Here's an example of middleware that adds a custom header to the response:

import { BaseMiddleware } from '@vercube/core';
import type { MiddlewareOptions } from '@vercube/core';

export class AddHeaderMiddleware extends BaseMiddleware {
  public async onResponse(request: Request, response: Response, payload: any): Promise<void> {
    response.headers.set('X-Custom-Header', 'value');
  }
}

And here's an example of middleware that returns a new response:

import { BaseMiddleware } from '@vercube/core';
import type { MiddlewareOptions } from '@vercube/core';

export class CacheMiddleware extends BaseMiddleware {
  public async onResponse(request: Request, response: Response, payload: any): Promise<Response> {
    // Create a new response with caching headers
    return new Response(JSON.stringify(payload), {
      status: response.status,
      headers: {
        ...Object.fromEntries(response.headers),
        'Cache-Control': 'public, max-age=3600',
      },
    });
  }
}

Error Handling in Middleware

Middleware can throw errors to short-circuit the request. These errors are caught by the ErrorHandlerProvider service and converted to appropriate HTTP responses.

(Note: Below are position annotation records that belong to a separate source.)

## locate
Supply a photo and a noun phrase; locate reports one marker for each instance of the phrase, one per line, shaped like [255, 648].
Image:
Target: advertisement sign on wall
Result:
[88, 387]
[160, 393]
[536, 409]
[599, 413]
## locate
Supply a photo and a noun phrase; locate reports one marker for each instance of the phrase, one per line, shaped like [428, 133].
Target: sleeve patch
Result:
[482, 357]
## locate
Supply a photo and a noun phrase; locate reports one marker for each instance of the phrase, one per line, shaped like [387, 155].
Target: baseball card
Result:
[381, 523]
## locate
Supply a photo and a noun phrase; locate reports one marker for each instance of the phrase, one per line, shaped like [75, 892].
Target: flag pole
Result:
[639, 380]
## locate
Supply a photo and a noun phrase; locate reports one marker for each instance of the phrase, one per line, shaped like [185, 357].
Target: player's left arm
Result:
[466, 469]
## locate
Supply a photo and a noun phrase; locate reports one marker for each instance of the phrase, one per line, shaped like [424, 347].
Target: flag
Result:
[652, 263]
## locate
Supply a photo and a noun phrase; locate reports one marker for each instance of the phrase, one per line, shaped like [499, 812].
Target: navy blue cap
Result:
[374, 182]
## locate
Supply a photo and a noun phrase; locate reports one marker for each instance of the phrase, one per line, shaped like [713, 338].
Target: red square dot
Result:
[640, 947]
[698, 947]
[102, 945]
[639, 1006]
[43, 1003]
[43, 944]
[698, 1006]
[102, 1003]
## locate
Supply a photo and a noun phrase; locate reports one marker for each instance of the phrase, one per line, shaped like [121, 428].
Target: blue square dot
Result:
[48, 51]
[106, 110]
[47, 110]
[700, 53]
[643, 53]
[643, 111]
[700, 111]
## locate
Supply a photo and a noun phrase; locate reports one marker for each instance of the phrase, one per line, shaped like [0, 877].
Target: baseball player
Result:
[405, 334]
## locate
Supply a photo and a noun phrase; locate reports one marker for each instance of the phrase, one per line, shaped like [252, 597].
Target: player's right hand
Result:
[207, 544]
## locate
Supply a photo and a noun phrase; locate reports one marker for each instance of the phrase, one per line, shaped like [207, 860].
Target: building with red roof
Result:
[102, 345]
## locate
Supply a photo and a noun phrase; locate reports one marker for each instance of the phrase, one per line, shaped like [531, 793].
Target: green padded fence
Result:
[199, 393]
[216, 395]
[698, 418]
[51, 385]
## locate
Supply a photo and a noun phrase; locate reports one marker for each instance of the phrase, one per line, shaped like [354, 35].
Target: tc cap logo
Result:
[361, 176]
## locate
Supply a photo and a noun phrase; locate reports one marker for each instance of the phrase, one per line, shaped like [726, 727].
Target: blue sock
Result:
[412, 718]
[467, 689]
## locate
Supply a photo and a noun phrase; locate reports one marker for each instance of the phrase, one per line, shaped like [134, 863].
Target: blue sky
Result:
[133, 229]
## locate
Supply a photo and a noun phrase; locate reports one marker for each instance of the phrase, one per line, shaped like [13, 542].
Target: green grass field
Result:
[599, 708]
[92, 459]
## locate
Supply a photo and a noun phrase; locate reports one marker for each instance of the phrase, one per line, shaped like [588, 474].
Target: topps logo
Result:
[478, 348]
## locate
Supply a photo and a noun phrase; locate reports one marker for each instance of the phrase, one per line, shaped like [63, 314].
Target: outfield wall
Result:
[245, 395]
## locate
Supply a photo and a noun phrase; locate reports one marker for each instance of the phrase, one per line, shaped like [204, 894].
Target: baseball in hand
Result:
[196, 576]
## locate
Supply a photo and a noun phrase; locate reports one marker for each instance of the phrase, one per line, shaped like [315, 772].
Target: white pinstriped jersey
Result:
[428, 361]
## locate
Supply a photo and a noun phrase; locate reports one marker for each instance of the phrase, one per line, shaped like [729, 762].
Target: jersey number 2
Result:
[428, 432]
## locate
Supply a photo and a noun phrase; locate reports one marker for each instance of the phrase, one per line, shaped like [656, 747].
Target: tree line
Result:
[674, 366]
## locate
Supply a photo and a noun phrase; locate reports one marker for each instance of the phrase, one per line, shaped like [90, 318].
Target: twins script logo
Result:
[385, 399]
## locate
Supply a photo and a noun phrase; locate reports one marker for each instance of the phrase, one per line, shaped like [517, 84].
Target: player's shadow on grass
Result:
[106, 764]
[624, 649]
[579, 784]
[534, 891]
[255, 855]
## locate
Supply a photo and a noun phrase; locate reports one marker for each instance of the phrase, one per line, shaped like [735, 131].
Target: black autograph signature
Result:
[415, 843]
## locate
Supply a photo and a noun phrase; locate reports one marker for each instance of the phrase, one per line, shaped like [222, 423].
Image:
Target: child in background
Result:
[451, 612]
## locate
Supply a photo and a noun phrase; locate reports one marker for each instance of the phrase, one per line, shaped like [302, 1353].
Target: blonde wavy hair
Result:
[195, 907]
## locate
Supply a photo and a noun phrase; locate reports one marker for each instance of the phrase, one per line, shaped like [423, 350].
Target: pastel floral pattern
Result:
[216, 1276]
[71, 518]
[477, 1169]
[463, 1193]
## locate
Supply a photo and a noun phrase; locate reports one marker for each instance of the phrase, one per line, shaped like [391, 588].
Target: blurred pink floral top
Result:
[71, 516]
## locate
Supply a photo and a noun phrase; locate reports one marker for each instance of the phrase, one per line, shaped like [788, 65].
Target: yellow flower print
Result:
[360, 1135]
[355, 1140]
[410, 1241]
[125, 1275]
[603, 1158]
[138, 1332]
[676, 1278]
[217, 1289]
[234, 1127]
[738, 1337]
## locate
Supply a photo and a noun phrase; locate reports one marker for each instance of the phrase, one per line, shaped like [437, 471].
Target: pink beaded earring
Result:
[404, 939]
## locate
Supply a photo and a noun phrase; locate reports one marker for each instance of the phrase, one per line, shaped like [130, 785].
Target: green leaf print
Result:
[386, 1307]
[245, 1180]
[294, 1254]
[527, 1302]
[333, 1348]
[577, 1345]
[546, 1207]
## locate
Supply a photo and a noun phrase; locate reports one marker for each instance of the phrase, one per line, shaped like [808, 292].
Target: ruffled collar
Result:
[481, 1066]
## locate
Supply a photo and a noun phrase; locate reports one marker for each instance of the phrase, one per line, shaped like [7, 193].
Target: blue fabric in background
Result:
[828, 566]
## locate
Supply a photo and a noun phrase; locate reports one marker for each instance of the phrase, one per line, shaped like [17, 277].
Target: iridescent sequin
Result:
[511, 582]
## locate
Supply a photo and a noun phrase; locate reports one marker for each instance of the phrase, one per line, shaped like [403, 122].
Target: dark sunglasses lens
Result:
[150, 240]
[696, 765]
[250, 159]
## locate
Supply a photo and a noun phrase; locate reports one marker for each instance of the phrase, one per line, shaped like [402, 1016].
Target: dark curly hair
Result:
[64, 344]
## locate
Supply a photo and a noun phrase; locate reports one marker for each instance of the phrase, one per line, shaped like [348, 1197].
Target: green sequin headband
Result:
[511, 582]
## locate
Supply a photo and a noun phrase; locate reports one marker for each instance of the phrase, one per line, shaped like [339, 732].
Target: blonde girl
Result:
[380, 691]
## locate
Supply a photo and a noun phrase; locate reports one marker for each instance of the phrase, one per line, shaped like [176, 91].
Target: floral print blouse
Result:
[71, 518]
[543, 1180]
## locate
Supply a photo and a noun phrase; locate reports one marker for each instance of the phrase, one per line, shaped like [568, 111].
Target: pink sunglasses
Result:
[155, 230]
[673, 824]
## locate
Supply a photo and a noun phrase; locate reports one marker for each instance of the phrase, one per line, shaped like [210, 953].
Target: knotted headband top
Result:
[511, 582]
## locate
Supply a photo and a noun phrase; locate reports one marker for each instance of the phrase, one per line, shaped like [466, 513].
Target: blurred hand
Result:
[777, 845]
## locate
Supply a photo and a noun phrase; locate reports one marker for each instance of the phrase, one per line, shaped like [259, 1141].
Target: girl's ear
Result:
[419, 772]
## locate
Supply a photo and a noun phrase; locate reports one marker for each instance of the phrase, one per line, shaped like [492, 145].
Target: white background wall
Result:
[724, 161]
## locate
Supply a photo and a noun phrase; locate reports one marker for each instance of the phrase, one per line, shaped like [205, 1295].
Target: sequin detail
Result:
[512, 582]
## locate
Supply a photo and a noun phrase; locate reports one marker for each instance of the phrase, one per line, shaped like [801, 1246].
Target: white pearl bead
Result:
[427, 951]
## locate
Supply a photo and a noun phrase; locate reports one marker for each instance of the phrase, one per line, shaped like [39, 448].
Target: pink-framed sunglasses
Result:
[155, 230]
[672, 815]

import { BaseMiddleware } from '@vercube/core';
import type { MiddlewareOptions } from '@vercube/core';
import { UnauthorizedError } from '@vercube/core';

export class AuthMiddleware extends BaseMiddleware {
  public async onRequest(request: Request, response: Response, args: MiddlewareOptions): Promise<void> {
    const authHeader = request.headers.get('Authorization');
    
    if (!authHeader || !authHeader.startsWith('Bearer ')) {
      throw new UnauthorizedError('Missing or invalid authorization header');
    }
    
    // Validate the token
    const token = authHeader.substring(7);
    // ... token validation logic
  }
}

Best Practices

1. Keep Middleware Focused: Each middleware should do one thing and do it well
2. Use Priority Appropriately: Set appropriate priorities for your middleware to ensure they execute in the correct order
3. Handle Errors Properly: Throw appropriate errors from middleware to ensure they're handled correctly
4. Avoid Side Effects: Middleware should avoid side effects that could affect other parts of the application
5. Use Global Middleware Sparingly: Global middleware affects all routes, so use it only for truly global concerns

Conclusion

Middleware in Vercube provides a powerful and flexible way to process requests and responses. By using middleware effectively, you can implement cross-cutting concerns like authentication, logging, validation, and caching in a clean and maintainable way.